Use this file to discover all available pages before exploring further.

GET https://v2-api.scrapegraphai.com/api/crawl/:id
Returns progress and per-page results for a crawl job started with POST /api/crawl.

Path parameters

id
string
required
The crawl job UUID returned by POST /api/crawl.

Example request

curl -X GET https://v2-api.scrapegraphai.com/api/crawl/79694e03-f2ea-43f2-93cc-7c6fc26f999a \
  -H "SGAI-APIKEY: $SGAI_API_KEY"

Example response

{
  "id": "79694e03-f2ea-43f2-93cc-7c6fc26f999a",
  "status": "completed",
  "total": 3,
  "finished": 1,
  "pages": [
    {
      "url": "https://example.com",
      "depth": 0,
      "title": "",
      "status": "completed",
      "parentUrl": null,
      "contentType": "text/html",
      "links": ["https://iana.org/domains/example"],
      "scrapeRefId": "83a911ed-c0bc-4a8c-ad62-8efeeb93f33a"
    }
  ]
}
FieldDescription
status"running", "completed", "failed", or "stopped".
total / finishedProgress counters.
pages[]Per-page results, ordered by crawl time.
pages[].scrapeRefIdUUID of the underlying Scrape call — pass to GET /api/history/:id to fetch the formatted content (markdown, HTML, JSON, screenshot, etc.).
Poll at a reasonable cadence (every 1–5 seconds) until status is "completed", "failed", or "stopped". Or use Monitor with a webhook to avoid polling entirely.

Fetching page content

The crawl response intentionally returns lightweight metadata (url, depth, scrapeRefId, etc.) rather than embedding every page’s full body.
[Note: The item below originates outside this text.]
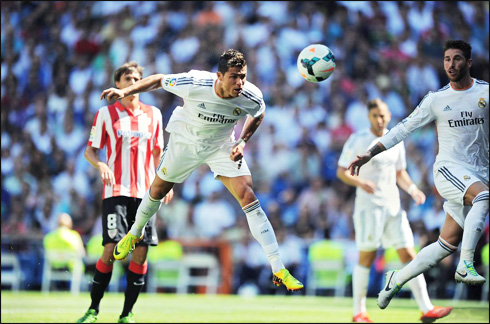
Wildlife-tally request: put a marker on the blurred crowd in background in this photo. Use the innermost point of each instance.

Use GET /api/history/:id with each scrapeRefId to fetch the formatted content the underlying scrape produced:
# Pick a scrapeRefId from the pages[] array above
curl -X GET https://v2-api.scrapegraphai.com/api/history/9701fc04-23de-4684-a48f-7e8fa287550b \
  -H "SGAI-APIKEY: $SGAI_API_KEY"
The response is a HistoryEntry with the full result payload, e.g. result.results.markdown.data[0] for markdown. See the History endpoint reference for the entry shape and a complete crawl-to-content example.